Ibn Battuta left Constantinople laden with gifts and memories on August 12, 1331, but we should be eternally grateful to him for the incredible information he provided us through a manuscript found in a dusty library in Algiers in 1853 and translated into French by Defremery and Sanguinetti.
We can draw two crucial conclusions from Ibn Battuta’s observations:
A) The empire of the 1330s, despite nearly losing all of Asia Minor (Nicaea to the Ottomans in 1331 and Nicomedia in 1337), retained significant echoes of its former splendor and majesty. One might ponder how Ibn Battuta would have reacted if he had seen comparable rituals and displays of the Komnenoi, let alone those of the illustrious Macedonian Emperors.
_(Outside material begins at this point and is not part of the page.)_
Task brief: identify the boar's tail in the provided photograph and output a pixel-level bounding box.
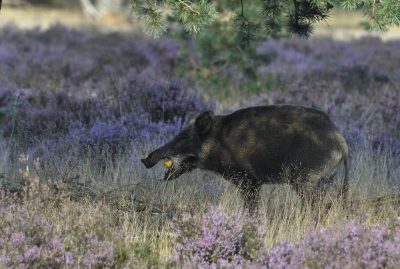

B) Despite the sack of 1204 and the tragic rule of the Latin Emperors from 1204 to 1259, who plundered everything, Constantinople continued to be a splendid city with a population of 150,000 in the 1330s. Its population began to decrease only after the Plague of 1347/8 and even more so during the eight-year blockade (1394-1402) by the Turkish Sultan Bayezid I, during which many residents fled, so that by 1453, on the eve of the Fall, it had fallen to 50,000 inhabitants.
C) The Moroccan traveler constantly refers to “Greeks” when writing about anything related to the Empire.
Bibliography
Gibb, H.A.R. trans. and ed. , The Travels of Ibn Baṭṭūṭa, A.D. 1325–1354 , publ. Hakluyt Society, London, 1962.